During the workshops, participants got the chance to practice some of the toolkit’s 40 activities meant for use in the classroom. All the activities emphasize children’s participation and focus on one or more themes that shape the toolkit’s structure, including diversity, conflict resolution and strengthening community links. Participation isn’t enough, though. There’s also an emphasis on critical thinking, and that means children grapple with potentially heavy issues: gender inequality, various forms of discrimination, the right to a nationality and to return to their homeland, among others. But as one head teacher lamented, “Why should we teach children about human rights when we don’t even have them? We can’t go back home, we don’t have our nationality, most of us can’t work, we don’t have enough money and we live in poverty. We have almost nothing.” My answer, coming from an inescapable position of privilege, sounded hollow: “Think of what their education would be like if you didn’t educate them about their rights. Not having rights is no excuse not to learn about them.”

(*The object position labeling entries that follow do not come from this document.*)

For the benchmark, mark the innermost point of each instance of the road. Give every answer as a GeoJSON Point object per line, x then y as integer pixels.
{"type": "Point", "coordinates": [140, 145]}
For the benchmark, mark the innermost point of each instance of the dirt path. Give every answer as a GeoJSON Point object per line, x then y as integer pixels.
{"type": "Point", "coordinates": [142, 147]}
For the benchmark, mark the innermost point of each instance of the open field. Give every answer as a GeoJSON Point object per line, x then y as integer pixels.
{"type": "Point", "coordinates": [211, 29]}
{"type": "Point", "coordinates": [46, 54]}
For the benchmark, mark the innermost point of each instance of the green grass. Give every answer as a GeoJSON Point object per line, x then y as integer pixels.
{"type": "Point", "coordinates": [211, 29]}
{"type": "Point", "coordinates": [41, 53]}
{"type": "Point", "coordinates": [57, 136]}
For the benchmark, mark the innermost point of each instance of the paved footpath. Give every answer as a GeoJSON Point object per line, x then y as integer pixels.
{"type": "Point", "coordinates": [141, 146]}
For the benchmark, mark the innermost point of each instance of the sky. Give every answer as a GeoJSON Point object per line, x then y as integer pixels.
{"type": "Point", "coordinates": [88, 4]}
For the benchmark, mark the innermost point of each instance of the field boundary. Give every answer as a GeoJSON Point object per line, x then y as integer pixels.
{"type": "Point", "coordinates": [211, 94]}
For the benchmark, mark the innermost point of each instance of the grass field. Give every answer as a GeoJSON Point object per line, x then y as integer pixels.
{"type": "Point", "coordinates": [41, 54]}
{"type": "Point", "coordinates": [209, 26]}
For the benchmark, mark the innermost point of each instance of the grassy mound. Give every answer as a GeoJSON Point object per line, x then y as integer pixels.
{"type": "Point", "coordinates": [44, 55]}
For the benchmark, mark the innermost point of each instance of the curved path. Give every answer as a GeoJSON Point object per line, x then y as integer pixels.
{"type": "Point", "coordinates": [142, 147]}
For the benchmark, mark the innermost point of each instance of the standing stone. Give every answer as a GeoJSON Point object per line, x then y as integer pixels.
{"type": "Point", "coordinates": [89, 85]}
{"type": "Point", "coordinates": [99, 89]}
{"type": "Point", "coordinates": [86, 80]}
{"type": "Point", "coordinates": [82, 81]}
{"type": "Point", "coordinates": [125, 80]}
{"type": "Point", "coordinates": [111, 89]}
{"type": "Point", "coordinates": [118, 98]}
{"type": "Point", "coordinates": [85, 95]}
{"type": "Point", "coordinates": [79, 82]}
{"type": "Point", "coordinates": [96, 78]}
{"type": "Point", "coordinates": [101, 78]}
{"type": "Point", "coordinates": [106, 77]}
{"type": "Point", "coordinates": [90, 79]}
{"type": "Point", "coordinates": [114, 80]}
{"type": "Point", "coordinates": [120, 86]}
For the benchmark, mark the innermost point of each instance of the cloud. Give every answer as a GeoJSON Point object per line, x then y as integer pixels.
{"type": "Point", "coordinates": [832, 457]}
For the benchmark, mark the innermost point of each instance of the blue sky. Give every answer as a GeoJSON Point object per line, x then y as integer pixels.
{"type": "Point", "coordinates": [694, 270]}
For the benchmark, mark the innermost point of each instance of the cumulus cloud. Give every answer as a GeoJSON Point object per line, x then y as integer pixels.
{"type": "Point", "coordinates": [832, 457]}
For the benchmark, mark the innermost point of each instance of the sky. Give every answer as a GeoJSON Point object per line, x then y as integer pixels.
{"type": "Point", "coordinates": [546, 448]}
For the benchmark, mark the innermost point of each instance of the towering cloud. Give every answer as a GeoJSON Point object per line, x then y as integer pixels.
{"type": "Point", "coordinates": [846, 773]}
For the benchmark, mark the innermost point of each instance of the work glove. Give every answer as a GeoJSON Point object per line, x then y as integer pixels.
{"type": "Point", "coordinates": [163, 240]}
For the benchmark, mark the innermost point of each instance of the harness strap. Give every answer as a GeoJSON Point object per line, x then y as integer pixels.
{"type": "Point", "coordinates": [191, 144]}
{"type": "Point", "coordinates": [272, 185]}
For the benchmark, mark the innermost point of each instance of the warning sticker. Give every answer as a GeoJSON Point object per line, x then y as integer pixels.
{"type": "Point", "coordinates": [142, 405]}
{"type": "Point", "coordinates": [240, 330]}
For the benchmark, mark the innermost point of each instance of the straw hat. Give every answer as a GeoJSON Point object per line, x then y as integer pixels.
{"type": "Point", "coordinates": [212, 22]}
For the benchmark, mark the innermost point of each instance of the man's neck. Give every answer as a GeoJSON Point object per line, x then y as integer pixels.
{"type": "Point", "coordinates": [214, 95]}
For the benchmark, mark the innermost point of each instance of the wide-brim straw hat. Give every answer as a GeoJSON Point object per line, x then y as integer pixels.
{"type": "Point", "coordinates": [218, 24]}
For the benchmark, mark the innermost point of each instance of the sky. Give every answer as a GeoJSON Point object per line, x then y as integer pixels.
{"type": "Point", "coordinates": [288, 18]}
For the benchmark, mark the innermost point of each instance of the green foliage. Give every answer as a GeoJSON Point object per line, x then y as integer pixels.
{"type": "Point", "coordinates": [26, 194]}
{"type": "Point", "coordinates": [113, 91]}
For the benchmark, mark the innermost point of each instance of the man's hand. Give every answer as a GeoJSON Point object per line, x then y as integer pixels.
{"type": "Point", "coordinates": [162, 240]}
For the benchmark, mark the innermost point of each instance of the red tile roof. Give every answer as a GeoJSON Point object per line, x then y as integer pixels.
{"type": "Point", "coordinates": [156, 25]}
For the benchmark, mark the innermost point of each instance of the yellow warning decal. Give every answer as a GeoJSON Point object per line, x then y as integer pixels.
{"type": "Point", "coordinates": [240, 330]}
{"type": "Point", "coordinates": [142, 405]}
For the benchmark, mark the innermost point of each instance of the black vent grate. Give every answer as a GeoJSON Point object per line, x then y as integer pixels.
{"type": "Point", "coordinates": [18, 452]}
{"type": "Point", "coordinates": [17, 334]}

The starkness of children’s lives in the refugee camps was acknowledged – it’s been a way of life for over 60 years; it’s regrettable and for the moment inevitable. Despite this, the participants kept up an encouraging level of positivity throughout the workshops. I honestly thought I’d lose interest in facilitating the same thing five times in 11 days, but the workshops remained fresh and I tried to learn from my mistakes and improve from one workshop to the next. Now I sit content and assured that, for the most part, the toolkit was accepted by those trained and its future in UNRWA looks promising. When addressing an issue as potentially explosive as human rights for refugees whose rights are not fully enjoyed, I’m grateful for the delicate work undertaken by UNRWA staff in the past to encourage the acceptance of human rights education among reluctant teachers, angry or uninformed parents with staunch views, and a host of political parties that easily dismiss the notion of rights.
Of course not everyone was convinced. There was one participant in nearly every workshop who dismissed the toolkit by saying it was nothing new. Another participant told me much the same thing and added that “Perhaps there are human rights violations in countries like America, but we don’t have such things in my community.” Citing a specific example of rights violations, he went on to say that there was plenty of domestic violence in the US, but such was not the case where he lived. “I’ve never seen any.”
I quelled my initial reaction to dismiss his assertions and prepared myself to belt out a polemic that would put him in his place, but I kept my mouth shut and saw through the corner of my eye a growing number of hands raised throughout the room. The indignant stares of other participants – both women and men – were all I needed to rest assured that my thoughts would be reflected in their words. And indeed they were. As one woman said, echoing my earlier words, “You don’t have to teach about human rights only when your rights are violated. Everyone needs to learn about human rights.” Besides, another participant noted, there is domestic violence everywhere, only it isn’t always talked about. Their reactions were a relief to me, but his comments were a sad reminder that, even among those who are charged with the responsibility to educate children about tolerance, equality, and dignity, there’s still a lot of educating that needs to take place. But nothing’s going to stop the spread of a “culture of human rights” – it’s alive and well where Palestine refugees live, and it’s time for for the rest of the world to know about it.
The guys have left the bar, my beer glass is empty and this techno music sucks. Time for bed.